Poems to Make You Laugh
by X. J. Kennedy
illustrated by Joy Allen
Little Brown 2002

How and why this hasn't crossed my threshold before, I don't know. In out house we have an avid poetry reader (age 8) who has read and reread all of Shel Silverstien's oeuvre, most if not all Jack Prelutsky's offerings, a good deal of James Stevenson's corn, a much-loved Karla Kuskin collection, a handful of Douglas Florian's imaginings and a variety of others. Her love of a particular Silverstien poem - The Rain in my Head -- is bolstered by her having memorized it back in kindergarden and to this day is still her favorite poem to recite.

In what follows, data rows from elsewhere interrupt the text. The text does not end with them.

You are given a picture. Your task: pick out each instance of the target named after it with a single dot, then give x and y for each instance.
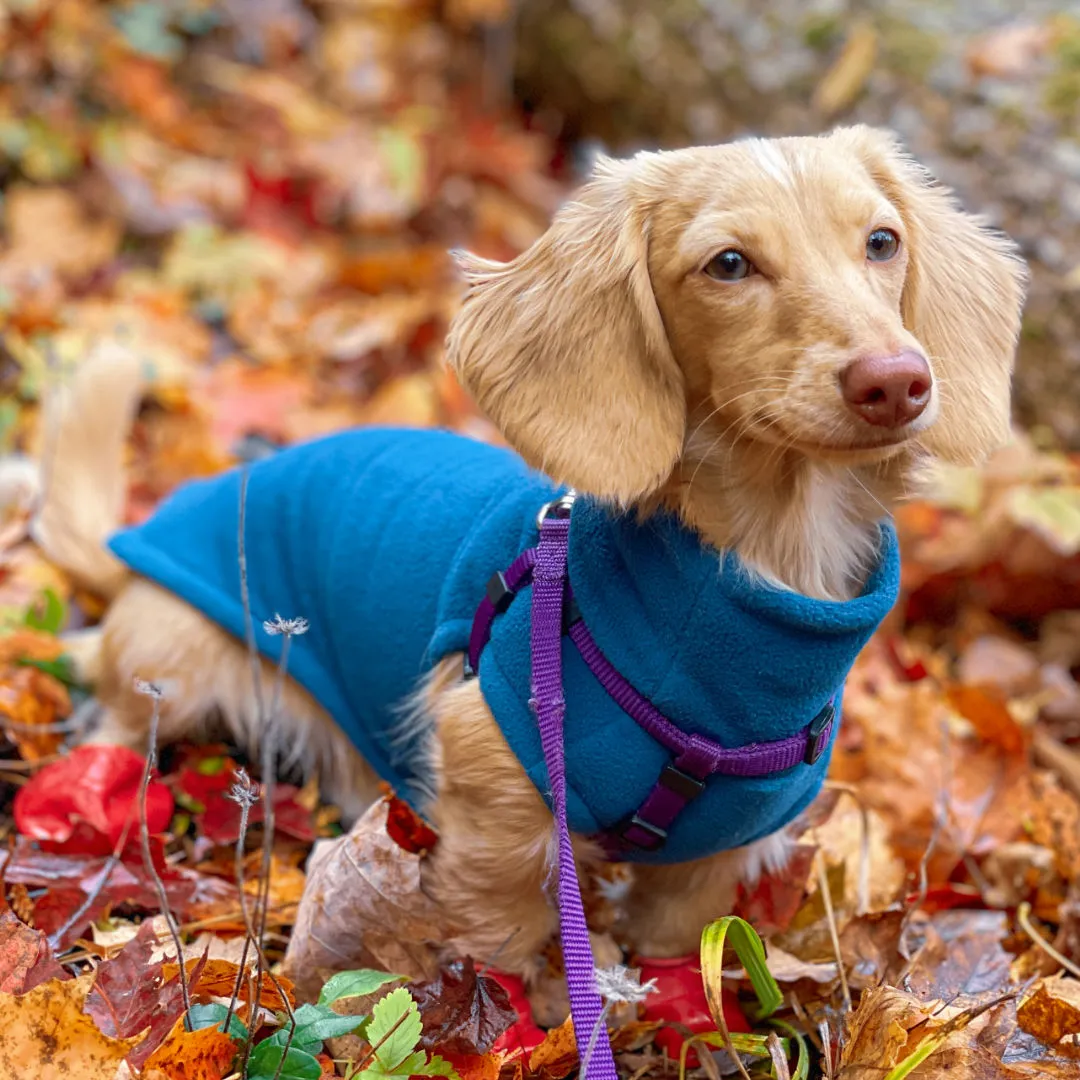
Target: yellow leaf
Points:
(45, 1035)
(846, 78)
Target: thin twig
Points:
(244, 795)
(826, 898)
(941, 818)
(110, 865)
(154, 693)
(1024, 918)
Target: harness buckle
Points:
(638, 833)
(682, 783)
(557, 508)
(817, 733)
(499, 593)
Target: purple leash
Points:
(549, 591)
(694, 757)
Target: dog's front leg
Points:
(667, 905)
(491, 868)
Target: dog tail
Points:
(85, 424)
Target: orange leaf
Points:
(219, 976)
(987, 713)
(557, 1055)
(34, 699)
(206, 1054)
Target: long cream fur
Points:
(607, 358)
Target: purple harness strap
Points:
(554, 613)
(549, 584)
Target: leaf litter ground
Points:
(257, 199)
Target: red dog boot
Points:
(679, 998)
(523, 1035)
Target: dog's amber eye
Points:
(729, 266)
(881, 245)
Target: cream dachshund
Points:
(737, 359)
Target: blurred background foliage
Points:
(153, 146)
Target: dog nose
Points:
(887, 391)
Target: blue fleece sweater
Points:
(385, 540)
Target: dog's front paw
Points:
(768, 855)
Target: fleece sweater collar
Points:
(716, 649)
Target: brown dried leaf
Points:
(363, 907)
(557, 1055)
(46, 1026)
(1051, 1012)
(26, 960)
(846, 79)
(462, 1012)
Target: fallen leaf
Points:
(1008, 52)
(46, 1026)
(1051, 1011)
(206, 1054)
(96, 785)
(218, 977)
(26, 959)
(462, 1012)
(31, 699)
(363, 907)
(846, 79)
(557, 1055)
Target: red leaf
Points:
(406, 828)
(69, 878)
(25, 957)
(462, 1012)
(219, 819)
(131, 995)
(97, 786)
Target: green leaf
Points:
(802, 1058)
(213, 1015)
(61, 669)
(751, 953)
(48, 618)
(354, 984)
(439, 1067)
(314, 1024)
(396, 1020)
(266, 1061)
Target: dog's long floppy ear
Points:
(962, 300)
(565, 350)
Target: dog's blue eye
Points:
(881, 245)
(729, 266)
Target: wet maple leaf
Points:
(363, 907)
(48, 1025)
(218, 977)
(462, 1012)
(26, 959)
(93, 785)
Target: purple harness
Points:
(696, 758)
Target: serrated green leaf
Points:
(439, 1067)
(314, 1024)
(354, 984)
(266, 1062)
(213, 1015)
(395, 1018)
(48, 613)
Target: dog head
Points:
(820, 294)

It would seem that in all of her scouring of the poetry shelves we'd have seen this offering by X. J. Kennedy. It has the same feel a Silverstien collection with poems designed to entertain and illustrations to match. The poems are grouped (some more loosely than others) by subjects kids generally enjoy: far-out families, giants and dinosaurs, unlikely doings, and so on.

I stumbled onto this while shopping for the holidays, so I'm hoping my 8 year old poetess hasn't already read it, but even if she has poetry are the books she returns to over and over. It's one of those things kids do that somehow gets lost in the transition into adulthood. It's one of those mysteries I ponder, why it is that we drink in poetry as kids when we know nothing of poetic forms and structure, but feel as adults that we can't "understand" poetry because we feel a certain need to appreciate it on some higher level. Same problem with art museums I fear, but I digress.

In reading through the book I was sold once I reached a poem called "Italian Noodles":
Whenever I
Eat ravioli
I fork it fast
And chew it slowli
The poem's other rhymes follow suit: spaghetti/rhetti, ziti/priti, pasta/fasta (and the less impressive lasanga/on ya) and it's that love of goofy language that flies well in this house.